All I can add here is that some people were talking about always approaching a point on the number line but never actually getting there because it is an non-terminating decimal.

This seems a lot like Zeno's paradox and how Zeno 'proved' that motion is impossible (fun fact: everyone contemporary with Zeno thought he was crazy, it was only after he died that some people started believing him).

I think the point (as highlighted early on by a couple people) is that the numberline is wholly our own construction, and therefore it seems silly to argue about this thing without a stringent definition of what the numberline is, in which case you can answer this question mathematically.

rajeshmarndi

It is said Zeno's paradox is solved by the help of limit later. But I still wander because in limit, we take the value of the limit to be something that is never reached.

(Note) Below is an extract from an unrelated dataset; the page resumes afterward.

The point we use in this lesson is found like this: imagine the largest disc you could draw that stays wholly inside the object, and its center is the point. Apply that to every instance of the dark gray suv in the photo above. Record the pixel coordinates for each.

So the paradox to me is still a paradox.


__________________________
I am a beginner in this field.

Number Nine

The premise of Zeno's paradox is that in order to move any distance, a person must first move an infinite number of smaller distances, each requiring a positive amount of time to traverse. Calculus demonstrates conclusively that this infinite number of positive "times" sums to a finite number; therefore, the time taken to move a distance if finite, therefore, there is no paradox. There is nothing that is "never reached". Zeno's paradox asserts that an infinite series diverges when it does not; there is no paradox, only an error.

SteveL27

I'm always puzzled by this argument.

To be sure, an infinite series can converge in mathematics. But how can we be sure that same logic applies to physics? Do you believe in the physical existence of Dedekind cuts? If the real line has a direct analog in the physical world, does that mean that the Continuum hypothesis is subject to physical experiment? Or that it might someday be, given enough technology?

I don't personally believe these things; therefore, I don't believe that the mathematical theory of infinite series resolves Zeno's paradoxes.

After all, Zeno was making a point about physical motion. Does one have to believe that math = physics in order to accept that the theory of infinite series resolves Zeno? Or is there something else I'm misunderstanding?

Number Nine

No, because Zeno makes a mathematical argument. He attaches a positive real number (denoting time) to each infinite distance that must be traversed and argues that motion between two points is thus impossible, because the amount of time required must be infinite. He has explicitly set up an infinite series. There is no need to appeal to physics, because the is already very clear (things do, in fact, move), so all we're left with is the theoretical (mathematical) justification for his paradox.

Studiot

Lot's of posters here presenting arguments about a 'point' or 'points'.

Any care to offer a definition that can be used in the arguments?

A good definition provides the answer to the original question.

mesa

Abstract idea or not, that is a clever solution. You have quite a knack for the cartesian coordiante system LCKurtz.

I liked the question too.

webberfolds

I'm pretty sure I understand what mean and yes the concept that nothing can reach infinity is true. Now if irrational numbers exist is another question and that may depend on the numerical system.